DIRECTORIES AND NEWSLETTERS. Send your email address to goddardretirees@gmail.com to get our monthly Newsletters, which include synopses of the talks, special community announcements, and obituaries. Past Newsletters and links to videos of the talks are on our website https://goddardretirees.org. Multi-month abstracts of Newsletters are mailed to the retirees with only residential addresses in our files. We depend on retirees to furnish their home addresses to be listed in the biennial GRAA Membership Directories; only available as mailed hardcopies to members. These mailings are supported by donations to GRAA, P. O. Box 1184, Greenbelt, MD 20768-1184.
TREASURER’S REPORT: Treasurer Jackie Gasch received donations from Ron Browning, Charles Woodyard and Richard Weiss in memory of Bob Phillips.
FROM THE GODDARD ARCHIVES: On August 9, 1969, a Delta rocket launched OSO-6, the sixth of eight Orbiting Solar Observatories. It discovered three hard X-ray events coincident with gamma ray bursts. It operated on orbit from August of 1969 till January of 1972.
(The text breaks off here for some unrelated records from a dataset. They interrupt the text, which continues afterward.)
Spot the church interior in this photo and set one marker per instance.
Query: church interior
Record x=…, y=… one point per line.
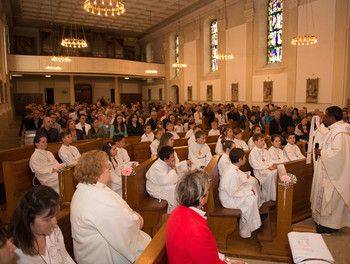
x=130, y=58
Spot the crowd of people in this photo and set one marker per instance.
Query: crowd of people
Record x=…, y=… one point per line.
x=105, y=228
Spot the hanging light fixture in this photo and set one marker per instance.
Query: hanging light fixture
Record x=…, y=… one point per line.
x=224, y=56
x=108, y=7
x=307, y=39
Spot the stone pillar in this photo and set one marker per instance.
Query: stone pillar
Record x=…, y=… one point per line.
x=71, y=89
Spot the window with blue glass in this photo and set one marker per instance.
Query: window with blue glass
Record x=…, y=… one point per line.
x=214, y=45
x=274, y=31
x=177, y=58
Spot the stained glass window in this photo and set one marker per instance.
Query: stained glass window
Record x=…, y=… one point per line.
x=274, y=31
x=177, y=59
x=214, y=45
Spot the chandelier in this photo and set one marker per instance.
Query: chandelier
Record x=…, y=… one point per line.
x=60, y=59
x=100, y=6
x=52, y=67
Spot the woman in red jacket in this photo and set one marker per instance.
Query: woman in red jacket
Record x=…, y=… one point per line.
x=188, y=238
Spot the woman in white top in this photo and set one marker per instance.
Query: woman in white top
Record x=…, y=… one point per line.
x=34, y=228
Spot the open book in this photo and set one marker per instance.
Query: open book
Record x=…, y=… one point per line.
x=309, y=248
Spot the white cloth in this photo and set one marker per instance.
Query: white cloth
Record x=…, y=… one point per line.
x=147, y=137
x=277, y=155
x=260, y=161
x=56, y=252
x=116, y=180
x=251, y=144
x=199, y=154
x=240, y=144
x=154, y=147
x=331, y=208
x=41, y=163
x=69, y=154
x=161, y=182
x=104, y=228
x=292, y=152
x=235, y=191
x=213, y=132
x=87, y=127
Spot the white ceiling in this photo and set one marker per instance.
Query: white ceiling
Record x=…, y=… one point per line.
x=140, y=15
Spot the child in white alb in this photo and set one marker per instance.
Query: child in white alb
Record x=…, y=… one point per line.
x=240, y=143
x=199, y=153
x=264, y=168
x=292, y=151
x=214, y=131
x=158, y=133
x=276, y=153
x=148, y=135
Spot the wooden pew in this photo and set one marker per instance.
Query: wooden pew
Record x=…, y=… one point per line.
x=136, y=196
x=222, y=221
x=155, y=252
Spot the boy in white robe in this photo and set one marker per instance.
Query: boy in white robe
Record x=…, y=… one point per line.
x=44, y=164
x=67, y=153
x=240, y=143
x=162, y=176
x=264, y=169
x=158, y=133
x=214, y=131
x=148, y=135
x=199, y=153
x=292, y=151
x=275, y=152
x=234, y=192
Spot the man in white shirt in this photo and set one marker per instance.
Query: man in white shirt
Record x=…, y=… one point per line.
x=199, y=153
x=292, y=151
x=162, y=177
x=235, y=191
x=67, y=153
x=264, y=169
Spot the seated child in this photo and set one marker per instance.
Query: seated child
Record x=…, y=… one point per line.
x=192, y=139
x=148, y=135
x=179, y=128
x=189, y=132
x=67, y=153
x=170, y=128
x=292, y=151
x=162, y=176
x=256, y=129
x=240, y=143
x=264, y=169
x=235, y=191
x=275, y=152
x=199, y=153
x=158, y=133
x=214, y=131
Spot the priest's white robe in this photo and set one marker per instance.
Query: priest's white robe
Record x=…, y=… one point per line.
x=292, y=152
x=199, y=154
x=234, y=192
x=69, y=154
x=104, y=227
x=277, y=155
x=240, y=144
x=332, y=208
x=161, y=182
x=154, y=147
x=116, y=180
x=147, y=137
x=41, y=163
x=260, y=161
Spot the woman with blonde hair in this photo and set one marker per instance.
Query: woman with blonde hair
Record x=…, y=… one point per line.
x=104, y=227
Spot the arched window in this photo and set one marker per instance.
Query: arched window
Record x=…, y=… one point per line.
x=274, y=31
x=177, y=59
x=214, y=45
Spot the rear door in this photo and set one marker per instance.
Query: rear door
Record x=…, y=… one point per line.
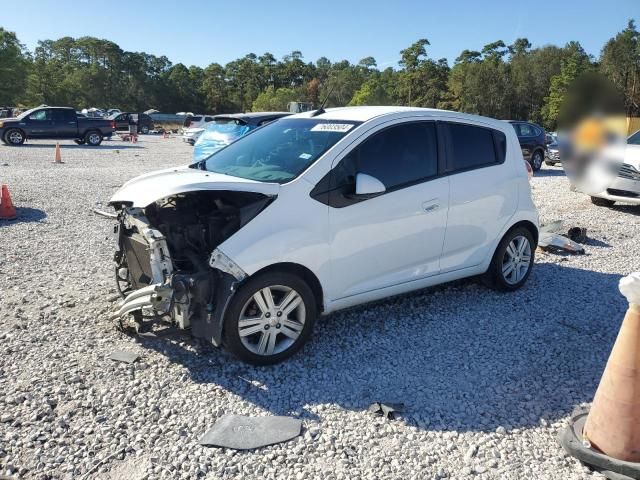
x=395, y=237
x=483, y=195
x=40, y=124
x=66, y=123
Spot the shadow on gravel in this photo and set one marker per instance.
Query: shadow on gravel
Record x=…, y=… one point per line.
x=25, y=215
x=459, y=356
x=80, y=147
x=548, y=172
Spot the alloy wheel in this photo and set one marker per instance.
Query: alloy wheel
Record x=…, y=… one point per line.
x=271, y=320
x=517, y=260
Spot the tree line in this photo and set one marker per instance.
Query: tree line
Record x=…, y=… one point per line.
x=503, y=81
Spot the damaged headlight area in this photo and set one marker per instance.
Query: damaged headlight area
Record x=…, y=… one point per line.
x=168, y=265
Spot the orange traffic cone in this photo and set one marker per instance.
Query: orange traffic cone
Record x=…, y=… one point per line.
x=58, y=157
x=608, y=437
x=7, y=210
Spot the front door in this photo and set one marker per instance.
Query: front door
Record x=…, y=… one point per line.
x=40, y=124
x=66, y=123
x=395, y=237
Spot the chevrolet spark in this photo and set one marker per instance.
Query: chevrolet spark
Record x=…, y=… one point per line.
x=321, y=211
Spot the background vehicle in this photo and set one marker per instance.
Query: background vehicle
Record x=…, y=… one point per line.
x=532, y=140
x=55, y=123
x=144, y=121
x=626, y=186
x=228, y=128
x=322, y=211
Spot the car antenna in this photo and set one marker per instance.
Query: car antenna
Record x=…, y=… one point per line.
x=320, y=111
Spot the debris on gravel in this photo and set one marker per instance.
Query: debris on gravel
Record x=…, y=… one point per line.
x=488, y=379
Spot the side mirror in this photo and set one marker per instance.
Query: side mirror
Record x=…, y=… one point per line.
x=368, y=186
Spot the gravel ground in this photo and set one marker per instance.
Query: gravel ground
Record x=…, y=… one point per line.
x=488, y=379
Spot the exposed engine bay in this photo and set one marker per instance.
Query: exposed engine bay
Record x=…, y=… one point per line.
x=168, y=262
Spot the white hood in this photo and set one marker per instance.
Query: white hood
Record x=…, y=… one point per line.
x=146, y=189
x=632, y=156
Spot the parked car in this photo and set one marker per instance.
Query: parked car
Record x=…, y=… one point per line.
x=532, y=140
x=144, y=121
x=321, y=211
x=625, y=187
x=54, y=123
x=228, y=128
x=193, y=126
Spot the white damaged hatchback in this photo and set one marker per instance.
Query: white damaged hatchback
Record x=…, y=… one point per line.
x=321, y=211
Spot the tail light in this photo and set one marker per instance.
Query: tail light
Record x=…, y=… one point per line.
x=527, y=165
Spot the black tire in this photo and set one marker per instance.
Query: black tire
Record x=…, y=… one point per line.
x=602, y=202
x=14, y=137
x=242, y=302
x=536, y=160
x=494, y=277
x=93, y=138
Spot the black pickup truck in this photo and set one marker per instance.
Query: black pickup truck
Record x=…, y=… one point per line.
x=54, y=123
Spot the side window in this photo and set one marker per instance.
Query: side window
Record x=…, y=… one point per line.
x=397, y=156
x=526, y=130
x=469, y=146
x=41, y=115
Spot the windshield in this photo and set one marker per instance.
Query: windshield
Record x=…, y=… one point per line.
x=279, y=151
x=25, y=114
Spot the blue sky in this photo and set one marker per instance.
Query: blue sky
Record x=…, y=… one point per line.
x=199, y=32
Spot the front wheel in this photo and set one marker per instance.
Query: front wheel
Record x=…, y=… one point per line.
x=14, y=137
x=536, y=161
x=270, y=318
x=512, y=261
x=93, y=138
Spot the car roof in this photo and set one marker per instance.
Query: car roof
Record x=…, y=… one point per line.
x=364, y=114
x=253, y=117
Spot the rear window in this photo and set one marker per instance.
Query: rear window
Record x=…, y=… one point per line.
x=470, y=146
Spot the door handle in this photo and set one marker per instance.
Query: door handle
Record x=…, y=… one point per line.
x=430, y=205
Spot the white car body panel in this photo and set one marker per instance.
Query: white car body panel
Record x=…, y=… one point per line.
x=143, y=190
x=632, y=158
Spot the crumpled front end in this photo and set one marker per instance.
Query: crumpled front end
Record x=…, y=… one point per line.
x=168, y=264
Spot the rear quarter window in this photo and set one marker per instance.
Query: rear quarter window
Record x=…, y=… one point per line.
x=471, y=146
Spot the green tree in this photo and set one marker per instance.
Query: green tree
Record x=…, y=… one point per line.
x=620, y=62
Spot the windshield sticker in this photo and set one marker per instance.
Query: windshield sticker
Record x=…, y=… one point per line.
x=332, y=127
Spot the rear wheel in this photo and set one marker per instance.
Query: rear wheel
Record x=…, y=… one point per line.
x=602, y=202
x=270, y=318
x=93, y=138
x=14, y=137
x=512, y=261
x=536, y=160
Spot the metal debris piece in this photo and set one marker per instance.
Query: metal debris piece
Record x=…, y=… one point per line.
x=102, y=213
x=240, y=432
x=387, y=410
x=124, y=356
x=553, y=227
x=555, y=243
x=578, y=234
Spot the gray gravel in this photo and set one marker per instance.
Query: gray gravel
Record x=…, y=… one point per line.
x=488, y=380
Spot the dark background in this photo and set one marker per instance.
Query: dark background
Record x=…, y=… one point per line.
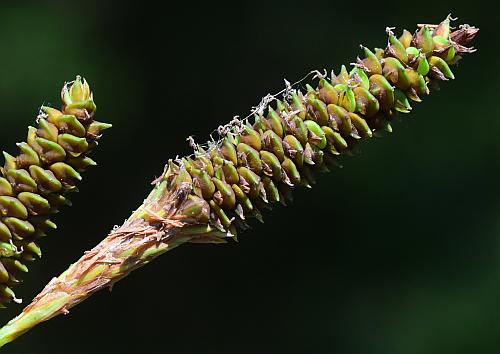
x=398, y=252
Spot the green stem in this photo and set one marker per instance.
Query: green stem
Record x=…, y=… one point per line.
x=125, y=249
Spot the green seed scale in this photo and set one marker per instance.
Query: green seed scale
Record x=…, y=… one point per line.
x=257, y=164
x=34, y=184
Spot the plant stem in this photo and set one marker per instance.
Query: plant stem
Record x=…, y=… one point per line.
x=134, y=244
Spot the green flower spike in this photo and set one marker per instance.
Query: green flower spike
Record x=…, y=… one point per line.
x=35, y=184
x=208, y=197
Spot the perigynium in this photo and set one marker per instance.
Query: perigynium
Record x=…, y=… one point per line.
x=36, y=182
x=209, y=196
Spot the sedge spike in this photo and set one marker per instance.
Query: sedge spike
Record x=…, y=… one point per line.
x=209, y=196
x=35, y=184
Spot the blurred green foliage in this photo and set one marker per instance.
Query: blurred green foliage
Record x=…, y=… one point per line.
x=400, y=250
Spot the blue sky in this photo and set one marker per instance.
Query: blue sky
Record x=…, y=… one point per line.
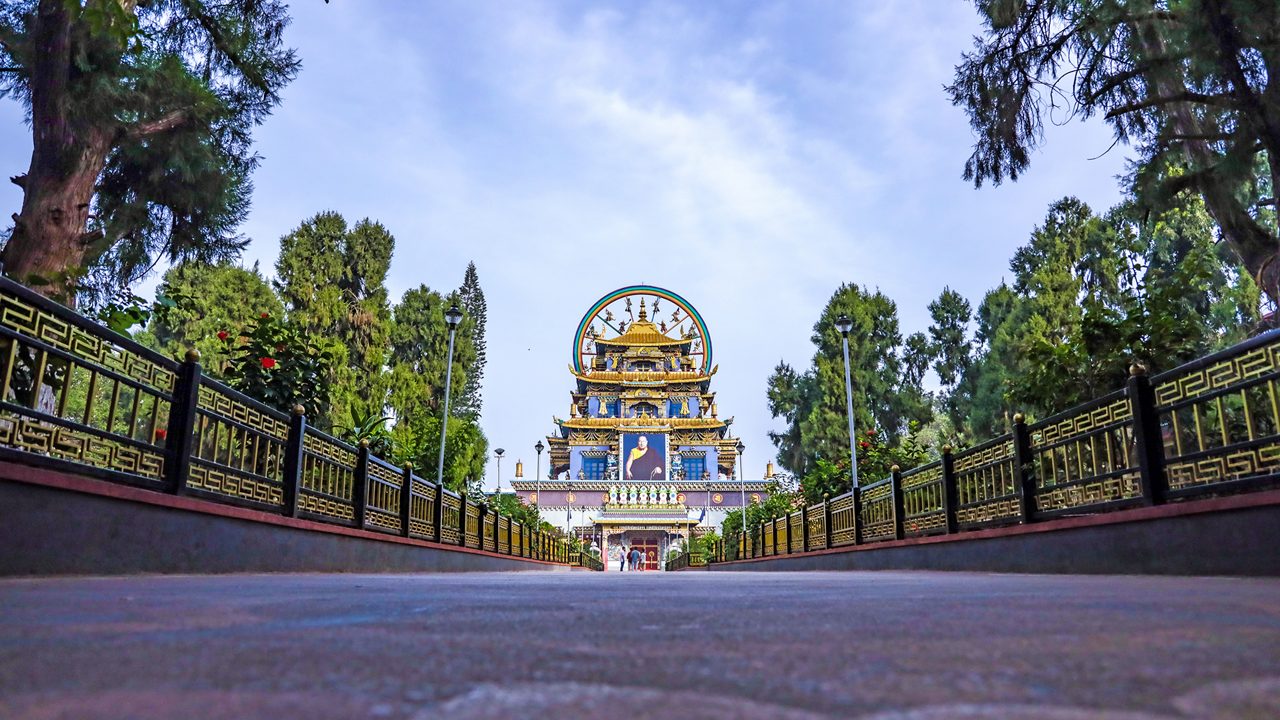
x=749, y=156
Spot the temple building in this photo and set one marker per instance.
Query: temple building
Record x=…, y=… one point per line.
x=643, y=459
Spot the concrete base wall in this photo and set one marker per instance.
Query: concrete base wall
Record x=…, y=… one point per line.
x=103, y=529
x=1238, y=536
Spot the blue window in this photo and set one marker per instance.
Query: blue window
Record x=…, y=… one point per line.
x=593, y=468
x=694, y=468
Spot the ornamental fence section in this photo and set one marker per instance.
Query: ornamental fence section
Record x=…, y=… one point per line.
x=1210, y=427
x=82, y=399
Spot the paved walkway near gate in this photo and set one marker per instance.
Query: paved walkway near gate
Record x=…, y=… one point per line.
x=640, y=645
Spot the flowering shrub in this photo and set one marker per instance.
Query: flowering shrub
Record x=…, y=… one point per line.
x=277, y=363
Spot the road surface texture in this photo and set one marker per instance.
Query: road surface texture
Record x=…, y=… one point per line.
x=666, y=646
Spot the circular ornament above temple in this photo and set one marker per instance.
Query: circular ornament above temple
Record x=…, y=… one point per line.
x=640, y=319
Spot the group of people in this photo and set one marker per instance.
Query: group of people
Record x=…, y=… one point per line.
x=631, y=560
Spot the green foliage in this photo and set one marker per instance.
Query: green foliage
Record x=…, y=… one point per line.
x=419, y=355
x=1183, y=80
x=782, y=499
x=208, y=300
x=1089, y=296
x=886, y=379
x=417, y=440
x=155, y=104
x=876, y=459
x=373, y=428
x=475, y=309
x=278, y=364
x=332, y=281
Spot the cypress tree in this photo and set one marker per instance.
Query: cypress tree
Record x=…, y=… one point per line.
x=474, y=305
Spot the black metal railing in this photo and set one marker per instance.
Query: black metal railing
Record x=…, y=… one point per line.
x=1210, y=427
x=80, y=397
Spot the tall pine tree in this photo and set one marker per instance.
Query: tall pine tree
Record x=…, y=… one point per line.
x=142, y=117
x=474, y=306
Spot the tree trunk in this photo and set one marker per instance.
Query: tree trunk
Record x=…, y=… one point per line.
x=46, y=249
x=1253, y=244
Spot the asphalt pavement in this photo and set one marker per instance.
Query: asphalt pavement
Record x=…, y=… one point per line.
x=640, y=645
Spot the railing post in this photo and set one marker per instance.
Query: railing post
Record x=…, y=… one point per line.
x=406, y=497
x=826, y=518
x=1150, y=442
x=181, y=433
x=899, y=502
x=804, y=528
x=360, y=484
x=858, y=514
x=950, y=495
x=438, y=531
x=1023, y=468
x=462, y=520
x=293, y=450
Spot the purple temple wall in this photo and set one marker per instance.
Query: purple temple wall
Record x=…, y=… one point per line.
x=594, y=500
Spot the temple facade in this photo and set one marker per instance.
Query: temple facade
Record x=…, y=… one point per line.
x=643, y=459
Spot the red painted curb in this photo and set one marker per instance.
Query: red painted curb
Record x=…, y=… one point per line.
x=1134, y=515
x=72, y=482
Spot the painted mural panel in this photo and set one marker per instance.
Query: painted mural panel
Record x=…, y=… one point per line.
x=644, y=458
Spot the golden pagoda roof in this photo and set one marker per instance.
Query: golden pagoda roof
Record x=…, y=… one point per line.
x=675, y=423
x=643, y=333
x=644, y=376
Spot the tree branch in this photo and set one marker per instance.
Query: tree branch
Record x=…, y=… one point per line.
x=158, y=126
x=1221, y=100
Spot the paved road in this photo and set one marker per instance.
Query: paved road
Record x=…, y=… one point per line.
x=645, y=645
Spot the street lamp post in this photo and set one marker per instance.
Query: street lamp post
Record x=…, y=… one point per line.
x=538, y=478
x=741, y=479
x=452, y=317
x=844, y=324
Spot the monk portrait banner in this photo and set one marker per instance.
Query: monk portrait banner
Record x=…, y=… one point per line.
x=644, y=458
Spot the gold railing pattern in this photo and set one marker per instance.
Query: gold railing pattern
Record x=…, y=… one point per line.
x=238, y=449
x=76, y=392
x=987, y=484
x=472, y=527
x=421, y=510
x=328, y=477
x=844, y=523
x=80, y=397
x=817, y=525
x=1086, y=458
x=383, y=493
x=1220, y=419
x=924, y=501
x=452, y=516
x=503, y=528
x=877, y=518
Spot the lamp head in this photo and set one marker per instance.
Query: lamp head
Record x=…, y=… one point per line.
x=453, y=317
x=844, y=324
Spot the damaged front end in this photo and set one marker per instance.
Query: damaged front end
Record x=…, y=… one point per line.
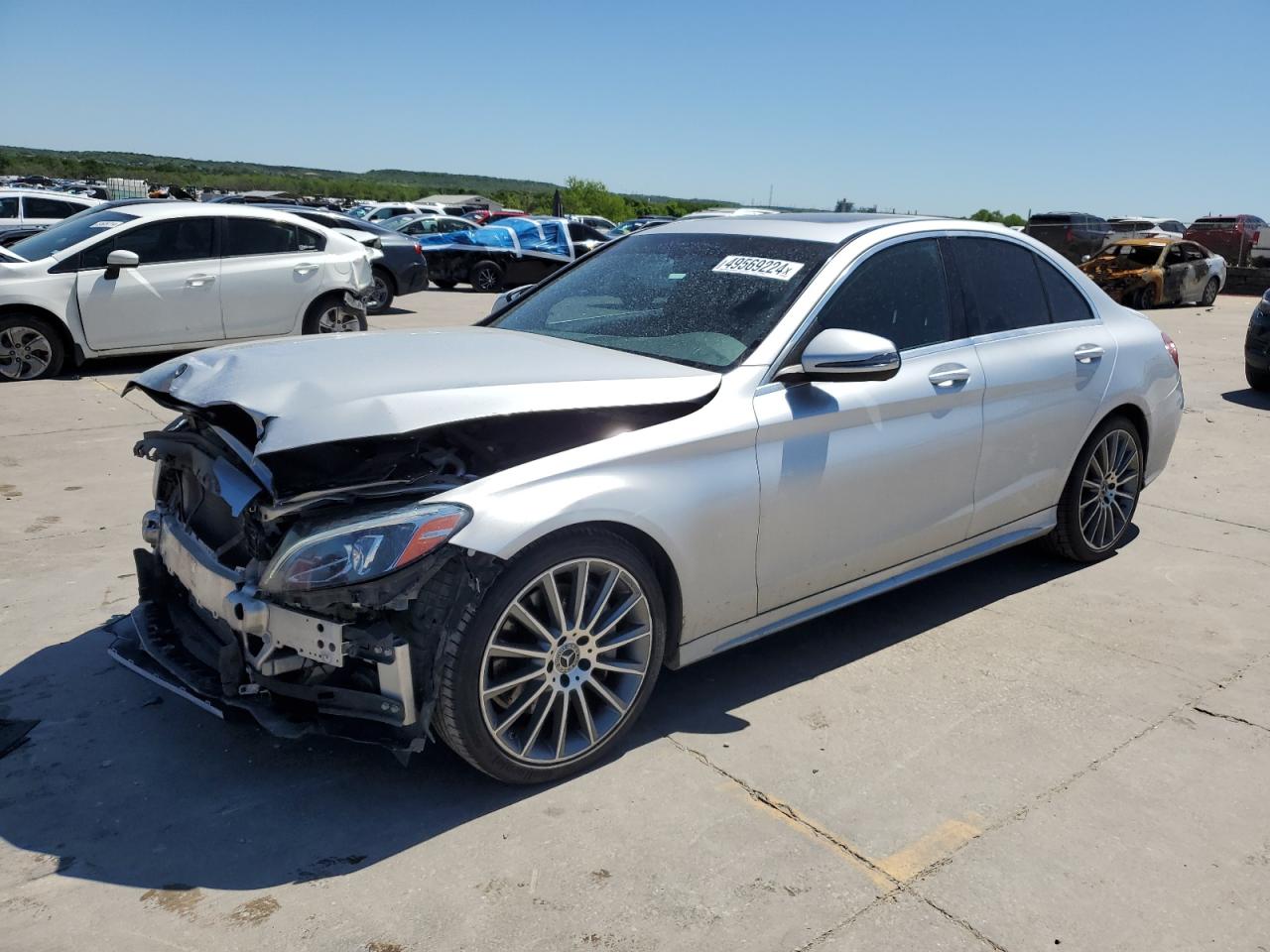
x=313, y=588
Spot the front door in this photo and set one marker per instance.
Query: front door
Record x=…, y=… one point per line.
x=857, y=476
x=271, y=273
x=1047, y=362
x=173, y=298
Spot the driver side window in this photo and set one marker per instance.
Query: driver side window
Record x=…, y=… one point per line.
x=899, y=294
x=173, y=240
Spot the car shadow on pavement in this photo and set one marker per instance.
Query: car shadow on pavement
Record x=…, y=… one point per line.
x=1247, y=398
x=122, y=782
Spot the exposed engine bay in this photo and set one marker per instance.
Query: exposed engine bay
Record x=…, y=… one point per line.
x=230, y=619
REMEMBERING OUR FORMER COLLEAGUES
Dr. Peter Chee Chen, 78, passed away from a stroke. He was a distinguished NASA scientist and advocate for space exploration. Born on October 10th, 1945 in Chendgu, Szechaun (China), Peter obtained his PhD in astronomy from Case Western Reserve in 1979. As a postdoctoral fellow at the University of Texas, Austin, he worked with Dr. Robert Tull to improve the Coudé Spectrograph at McDonald Observatory and with Dr. David Evans to develop high-speed portable microprocessor-based photometers for lunar occultations. From 1983-1996, he was involved in developing software, testing, calibrations, and supporting mission operations for the Ultraviolet Imaging Telescope at Goddard.
Patricia Alice Ross, 74, died at home in North Ogden on July 1, 2024. Pat was born on June 1, 1950 in Brooklyn, NY. She received a degree in data processing from George Mason University in Fairfax, VA and worked at the Goddard Space Flight Center.
Dr. Barry Schlesinger, 81, of Silver Spring, Maryland, passed away on June 19, 2024. He was an astrophysicist and among his other positions was a coordinator at the NASA Science Office of Standards and Technology (NOST) Flexible Image Transport System (FITS) at Goddard. FITS is used for the transport, analysis, and archival storage of scientific data sets.
Robert C. Wright , died on December 22, 2023. He worked in the Electronics Systems Branch in the Engineering Directorate at Goddard.